Pero el primer ministro pertenece a un partido liberal que encaja perfectamente en la definición de “derechita cobarde” – fielmente representada en España por el PP y por CS- y no ha tenido agallas para defenderse diciendo que él en sus fiestas privadas se disfraza de lo que le da la gana y que no tiene por qué dar cuenta de ello a nadie. No: es tal la ola de estupidez reinante en el ambiente que ha preferido la humillación de la corrección política antes que la dignidad. Y por ello el primer ministro se ha hecho merecedor de entrar en una nueva categoría de tontos que se podría llamar “tontos internacionales”, aquellas personas de notoriedad pública que por afán de poder no tienen inconveniente en bajarse los pantalones y arrodillarse ante la progresía mundial para pedir perdón humildemente por sus supuestos errores ideológicos del pasado, de los que en su fuero interno no pueden arrepentirse, pero que les incomodan terriblemente en su carrera política y por los que les viene al pelo pedir perdón como si hubieran sido simples “pecadillos de juventud”.

Si pintarse la cara de oscuro para representar a la persona de un negro –lo que en América se conoce como “blackface”- es algo malo por ser ofensivo para los negros, yo me pregunto: ¿qué pasa con los actores de ópera que interpretan personajes de otras razas?; ¿hay que meter en la cárcel al tenor que se oscurezca la piel para hacer de Otelo, o a la actriz que se maquille con rasgos orientales para interpretar a Madame Butterfly?. Si a alguien le molesta que otro se disfrace de su raza será porque el primer racista que existe es el ofendido, que debe ver algo malo en él como para que le imiten. A mí me importa un bledo si un negro -ya sea en una fiesta privada o ante todas las cámaras de televisión del mundo- se aclara su piel para interpretar a un hombre blanco o se viste de chino mandarín y se maquilla los ojos para que parezcan oblicuos porque quiere interpretar a Fu Manchú. ¿Y qué va a pasar con los imitadores?: ¿se va a perseguir a los que pongan voz de chino pronunciando la letra erre como si fuera una ele o a los que simulen el acento mejicano para contar un chiste?; ¿se va a prohibir la venta de disfraces del lejano Oeste para que los niños no hagan el indio vistiéndose de comanches?

Ya dijo Einstein que solo conocía dos cosas que eran infinitas: el universo y la estupidez. Y alguien cuyo nombre se escapa a mi memoria le corrigió en cuanto al universo, que podría ser limitado.

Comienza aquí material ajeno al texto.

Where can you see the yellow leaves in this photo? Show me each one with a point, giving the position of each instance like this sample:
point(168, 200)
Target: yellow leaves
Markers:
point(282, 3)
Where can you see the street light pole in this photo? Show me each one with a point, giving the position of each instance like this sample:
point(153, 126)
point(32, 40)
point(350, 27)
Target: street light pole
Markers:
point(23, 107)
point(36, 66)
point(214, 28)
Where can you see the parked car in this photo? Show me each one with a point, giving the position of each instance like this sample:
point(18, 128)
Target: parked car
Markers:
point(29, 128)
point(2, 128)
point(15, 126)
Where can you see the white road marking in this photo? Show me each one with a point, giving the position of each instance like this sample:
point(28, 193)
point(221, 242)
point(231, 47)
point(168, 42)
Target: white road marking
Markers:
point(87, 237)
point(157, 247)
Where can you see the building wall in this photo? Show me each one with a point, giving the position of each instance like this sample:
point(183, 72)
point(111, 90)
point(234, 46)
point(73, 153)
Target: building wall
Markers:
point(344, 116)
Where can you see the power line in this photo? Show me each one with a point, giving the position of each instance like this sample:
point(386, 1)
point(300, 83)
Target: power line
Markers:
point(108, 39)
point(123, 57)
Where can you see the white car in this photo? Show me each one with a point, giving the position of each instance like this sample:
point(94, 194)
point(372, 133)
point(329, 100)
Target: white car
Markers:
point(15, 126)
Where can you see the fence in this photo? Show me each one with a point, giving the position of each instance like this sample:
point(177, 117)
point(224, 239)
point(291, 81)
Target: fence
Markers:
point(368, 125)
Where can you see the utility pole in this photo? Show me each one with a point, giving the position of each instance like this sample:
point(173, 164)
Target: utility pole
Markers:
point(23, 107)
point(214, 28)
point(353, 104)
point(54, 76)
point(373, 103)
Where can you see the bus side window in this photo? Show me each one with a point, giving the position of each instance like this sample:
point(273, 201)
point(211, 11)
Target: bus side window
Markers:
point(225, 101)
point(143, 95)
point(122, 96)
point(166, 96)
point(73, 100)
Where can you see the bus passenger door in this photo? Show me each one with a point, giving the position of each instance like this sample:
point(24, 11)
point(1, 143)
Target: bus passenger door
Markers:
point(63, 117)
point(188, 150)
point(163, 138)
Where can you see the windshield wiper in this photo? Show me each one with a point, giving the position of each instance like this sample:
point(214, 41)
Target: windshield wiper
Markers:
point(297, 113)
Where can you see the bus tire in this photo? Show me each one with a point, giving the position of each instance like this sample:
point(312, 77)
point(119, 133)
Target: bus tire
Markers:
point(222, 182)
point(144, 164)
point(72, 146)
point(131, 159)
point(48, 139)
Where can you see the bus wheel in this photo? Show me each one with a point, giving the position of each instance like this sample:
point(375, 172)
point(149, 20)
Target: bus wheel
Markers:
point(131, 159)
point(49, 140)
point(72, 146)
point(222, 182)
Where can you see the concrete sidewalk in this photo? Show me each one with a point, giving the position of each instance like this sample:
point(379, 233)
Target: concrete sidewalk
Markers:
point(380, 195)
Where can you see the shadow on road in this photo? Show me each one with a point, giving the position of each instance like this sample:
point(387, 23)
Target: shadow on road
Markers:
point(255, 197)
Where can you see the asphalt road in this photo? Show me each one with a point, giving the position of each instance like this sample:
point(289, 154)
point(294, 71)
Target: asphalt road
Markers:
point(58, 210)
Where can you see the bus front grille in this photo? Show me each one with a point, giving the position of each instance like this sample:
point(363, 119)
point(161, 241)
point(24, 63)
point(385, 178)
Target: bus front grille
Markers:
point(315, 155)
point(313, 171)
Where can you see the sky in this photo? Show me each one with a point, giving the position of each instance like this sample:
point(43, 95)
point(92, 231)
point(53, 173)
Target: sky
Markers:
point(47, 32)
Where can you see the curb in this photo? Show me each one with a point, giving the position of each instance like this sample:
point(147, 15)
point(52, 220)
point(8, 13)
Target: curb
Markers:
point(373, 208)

Pero no he oído a ningún científico negar la validez del enunciado del sabio alemán en cuanto a su segundo objeto.
Los gobiernos occidentales, todos en cascada, van cayendo poco a poco en ese pozo de idioticia que sopla desde el lado izquierdo del cerebro humano y va penetrando sin encontrar resistencia en su lado derecho. Y así veremos algún día prohibidas las películas de Tarzán o las del Oeste – ya que los indios aparecen como más crueles y atrasados que los soldados norteamericanos-, y los cómics de Tintín, los disfraces de indígenas y hasta las fiestas populares españolas de moros y cristianos, porque recuerdan de un modo doloroso a ciertos colectivos religiosos que perdieron una guerra hace quinientos años y que no pudieron imponernos sus leyes y costumbres. Y como la estupidez es infinita, según hemos aceptado como un axioma, se acabarán prohibiendo todas aquellas novelas, películas, tebeos y cualquier otra obra artística cuyos principales protagonistas o héroes sean varones, heterosexuales, de clase acomodada y de raza blanca. Solo quedarán incólumes entre estos héroes de tebeo el Pato Donald, que seguirá siendo aceptado por la corrección política por el hecho de ser un animal, y el ratón Mickey, que además de ser un animal es casi totalmente negro. A Caperucita Roja y a la Cenicienta ya las hemos visto apartadas de las bibliotecas de algunos colegios públicos, primer paso para su defenestración cultural, aunque esta vez no por motivos antirracistas sino animalistas en el primer caso y feministas en el segundo: los lobos no son tan malos como para comerse a las abuelitas y engañar a las niñas; y las mujeres pobres o arruinadas que se casan con los viudos ricos ni pueden tener dos hijas feas ni ser malas y explotadoras de sus ahijadas (aparte de que los príncipes no pueden ser guapos y felices sino que deberían ser derrocados por el pueblo si no guillotinados).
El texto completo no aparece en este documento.